25 October, 2024

Vietnam’s Traditional Lacquer Paintings Discussed

Viet Nam Net Bridge – A seminar on Vietnam’s traditional lacquer paintings was held on November 22 at the Hanoi Fine Arts University with the participation of many artists, fine art critics, lecturers and art connoisseurs. This is an effort to preserve and develop the unique art of Vietnam lacquer paintings.


The seminar was held following an ever-largest Vietnam’s traditional lacquer painting exhibition, with a display of 96 lacquers by artists nationwide, to celebrate the recently held APEC Economic Leaders’ Meeting.
Addressing at the seminar, Deputy Minister of Culture and Information Le Tien Tho said: “Vietnam’s lacquer paintings have made an important contribution to enriching the Vietnam contemporary fine arts since 1930. Over the past years, Vietnam’s traditional lacquer art has been preserved and developed with creativity by generations of artists. Lacquer painting has become an unique art of Vietnam fine arts which has received high appreciation from foreign friends.”
Many fine art lecturers, critics as well as veteran and young artists specialising in lacquer raised their voice on Vietnamese lacquer art from tradition to modernity, technique of making a lacquer painting, special medium for this kind of art and the preservation and development of Vietnam’s traditional lacquer paintings.
Defining on what’s a Vietnam’s traditional lacquer painting, Head of Fine Arts and Photography Department of the Ministry of Culture and Information, Hoang Duc Toan said “Vietnamese lacquer is obtained from the lacquer tree grown in the midland province of Phu Tho.
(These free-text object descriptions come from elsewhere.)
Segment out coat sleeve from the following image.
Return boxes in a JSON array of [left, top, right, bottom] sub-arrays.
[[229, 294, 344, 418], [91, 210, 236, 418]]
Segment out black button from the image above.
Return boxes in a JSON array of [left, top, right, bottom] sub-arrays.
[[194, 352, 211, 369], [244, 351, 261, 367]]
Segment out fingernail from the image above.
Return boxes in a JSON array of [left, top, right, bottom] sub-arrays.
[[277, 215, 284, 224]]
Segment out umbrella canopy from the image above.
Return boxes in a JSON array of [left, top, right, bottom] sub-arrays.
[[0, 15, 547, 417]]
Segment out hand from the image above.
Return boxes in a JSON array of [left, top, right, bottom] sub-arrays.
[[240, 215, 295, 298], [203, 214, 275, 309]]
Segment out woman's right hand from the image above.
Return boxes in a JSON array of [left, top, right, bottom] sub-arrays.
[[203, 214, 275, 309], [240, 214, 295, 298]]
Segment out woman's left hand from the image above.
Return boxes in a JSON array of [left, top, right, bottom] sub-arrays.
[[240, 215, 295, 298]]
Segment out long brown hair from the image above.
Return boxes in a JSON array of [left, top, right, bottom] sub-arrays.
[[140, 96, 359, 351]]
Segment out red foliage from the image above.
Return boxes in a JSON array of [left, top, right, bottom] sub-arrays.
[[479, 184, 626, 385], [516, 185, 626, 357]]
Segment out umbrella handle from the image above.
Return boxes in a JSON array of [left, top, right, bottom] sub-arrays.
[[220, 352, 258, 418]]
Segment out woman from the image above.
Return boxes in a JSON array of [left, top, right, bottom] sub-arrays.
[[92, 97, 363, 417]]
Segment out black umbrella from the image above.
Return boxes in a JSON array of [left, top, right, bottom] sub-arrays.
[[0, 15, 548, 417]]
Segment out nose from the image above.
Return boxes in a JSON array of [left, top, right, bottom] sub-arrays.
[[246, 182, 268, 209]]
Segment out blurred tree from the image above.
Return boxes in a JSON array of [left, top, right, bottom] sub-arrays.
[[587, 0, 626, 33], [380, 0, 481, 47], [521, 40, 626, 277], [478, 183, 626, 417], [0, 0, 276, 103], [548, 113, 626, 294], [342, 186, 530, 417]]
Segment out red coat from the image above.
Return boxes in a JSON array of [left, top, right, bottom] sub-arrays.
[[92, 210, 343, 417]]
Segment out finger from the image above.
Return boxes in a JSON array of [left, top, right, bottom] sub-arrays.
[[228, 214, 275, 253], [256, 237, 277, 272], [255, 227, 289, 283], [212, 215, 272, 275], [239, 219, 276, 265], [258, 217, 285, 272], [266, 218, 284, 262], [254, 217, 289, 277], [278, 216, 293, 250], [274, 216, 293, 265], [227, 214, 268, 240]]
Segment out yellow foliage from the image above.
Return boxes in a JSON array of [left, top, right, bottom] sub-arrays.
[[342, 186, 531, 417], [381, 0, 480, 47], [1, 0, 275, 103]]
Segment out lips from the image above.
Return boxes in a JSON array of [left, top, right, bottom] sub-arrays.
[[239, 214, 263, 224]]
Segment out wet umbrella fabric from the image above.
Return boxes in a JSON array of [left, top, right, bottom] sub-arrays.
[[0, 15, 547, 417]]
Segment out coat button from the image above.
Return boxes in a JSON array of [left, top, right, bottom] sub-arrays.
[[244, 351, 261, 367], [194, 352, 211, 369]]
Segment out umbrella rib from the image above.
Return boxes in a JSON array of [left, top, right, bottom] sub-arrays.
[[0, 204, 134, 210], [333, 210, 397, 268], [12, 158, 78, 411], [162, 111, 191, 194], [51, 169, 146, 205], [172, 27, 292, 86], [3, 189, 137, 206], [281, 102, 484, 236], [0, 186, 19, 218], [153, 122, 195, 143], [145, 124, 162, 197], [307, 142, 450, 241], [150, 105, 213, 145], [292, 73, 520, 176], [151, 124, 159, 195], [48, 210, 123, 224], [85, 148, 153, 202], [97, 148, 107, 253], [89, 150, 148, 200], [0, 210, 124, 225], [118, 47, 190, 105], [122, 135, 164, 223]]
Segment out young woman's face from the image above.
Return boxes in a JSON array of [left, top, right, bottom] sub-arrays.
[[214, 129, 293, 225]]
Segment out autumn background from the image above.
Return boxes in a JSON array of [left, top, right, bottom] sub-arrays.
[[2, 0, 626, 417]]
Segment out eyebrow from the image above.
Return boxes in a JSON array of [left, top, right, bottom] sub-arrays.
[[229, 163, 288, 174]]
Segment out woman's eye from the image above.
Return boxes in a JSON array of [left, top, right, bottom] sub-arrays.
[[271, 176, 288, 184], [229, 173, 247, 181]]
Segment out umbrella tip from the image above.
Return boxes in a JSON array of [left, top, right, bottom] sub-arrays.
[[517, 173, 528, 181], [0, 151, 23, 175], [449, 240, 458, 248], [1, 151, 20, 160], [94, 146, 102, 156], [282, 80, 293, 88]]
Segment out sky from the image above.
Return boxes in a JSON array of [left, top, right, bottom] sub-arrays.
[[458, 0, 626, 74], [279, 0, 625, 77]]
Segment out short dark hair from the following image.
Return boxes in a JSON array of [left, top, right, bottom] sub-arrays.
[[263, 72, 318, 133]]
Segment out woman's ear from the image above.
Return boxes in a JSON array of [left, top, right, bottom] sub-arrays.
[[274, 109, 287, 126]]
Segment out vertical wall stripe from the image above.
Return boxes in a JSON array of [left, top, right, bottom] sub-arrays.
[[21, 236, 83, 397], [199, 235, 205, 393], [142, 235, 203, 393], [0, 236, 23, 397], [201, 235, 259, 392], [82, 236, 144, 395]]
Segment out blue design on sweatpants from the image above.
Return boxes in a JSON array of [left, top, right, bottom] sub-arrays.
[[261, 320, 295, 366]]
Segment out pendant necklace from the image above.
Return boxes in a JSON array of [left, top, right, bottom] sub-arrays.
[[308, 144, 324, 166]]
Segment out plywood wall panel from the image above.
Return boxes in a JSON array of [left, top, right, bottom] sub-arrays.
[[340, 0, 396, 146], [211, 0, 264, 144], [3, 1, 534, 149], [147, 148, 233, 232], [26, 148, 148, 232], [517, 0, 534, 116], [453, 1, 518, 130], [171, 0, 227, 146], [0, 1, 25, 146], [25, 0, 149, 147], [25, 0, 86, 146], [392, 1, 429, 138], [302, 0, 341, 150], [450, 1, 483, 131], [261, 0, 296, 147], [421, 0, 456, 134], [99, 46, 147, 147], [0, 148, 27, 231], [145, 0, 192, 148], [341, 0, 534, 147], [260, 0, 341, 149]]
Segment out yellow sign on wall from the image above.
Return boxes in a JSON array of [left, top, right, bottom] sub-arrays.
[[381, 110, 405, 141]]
With its shiny, durable black hue, it has for a long time been exploited largely to make fine art products or decorate religious architectural works.
In the 1930s, some Vietnamese artisans and painters started using lacquer as a new medium for Vietnamese modern painting. The pioneers included Dinh Van Thanh, Pham Hau, Tran Quang Tran, Nguyen Gia Tri, To Ngoc Van, Tran Van Can, Nguyen Khang, etc., who laid the foundation for Vietnamese lacquer painting to record splendid achievements later.”
Discussing on Vietnamese traditional lacquer art in the past and at present, some of the delegates held conflicting ideas. Lecturer Do Huu Hue held that the contemporary artists nowadays did not follow the strict technique of making a lacquer. Instead of totally using paint from lacquer tree, some of them sometimes use Japanese industrial paint which help the paintings take less time for drying and therefore, they can create many paintings in a short time. So he held that the quality of the paintings by young artists now are as not good as those made by veteran painters in the past. Meanwhile, fine art critic Nguyen Do Bao raised his voice on the young artists’ side. He said young artists now preserve the traditional lacquer art not by imitating that the elders did but inheriting and developing the original art. Their paintings, according to fine art critic Do Bao, are varied and suitable with the breath of the current life.
Sharing opinion on the issue young artist Nguyen Quoc Huy, who pursues the art of traditional lacquer for dozens of years and has won many high prizes at home and abroad in the category said “Though there’s a small number of artists who do not follow the strict technique of traditional lacquer art, most of young artists now have been active in creating paintings in a new and better manner.”
He also said “ as it’s difficult and takes time, just a few artists follow the traditional lacquer art. However, it’s hard to master the art, so it always attracts me and I will surely pursue the art to the end.”
He also expressed his wish that one day, an institute on Vietnam’s traditional lacquer art would be set up. The institute, he said, would help classify real and “not real’ traditional lacquer paintings, find out more medium for the art so that the painting would look more beautiful and also honour the art and encourage real lacquer painters.”
Despite different ideas, Vietnam’s traditional lacquer art has seen positive chances, as said by Deputy Head of the Fine Arts and Photography Department Hoang Duc Toan “Over the past century, many generations of Vietnamese painters have made great efforts inheriting and developing this original art. The lacquer palette has been increasingly enriched, from the traditional colours of vermilion, black, yellow, egg-shell white, to modern hues of green, blue, lotus, purple, etc. Lacquer painting is capable of producing patches of delicate colour, magical contours, conventionalised spaces, profound, sparking, strong and contrast lights, imbued with both the realistic and the symbolic. Obviously lacquer painting constitutes a valuable part of the heritage of Vietnam’s modern fine arts.”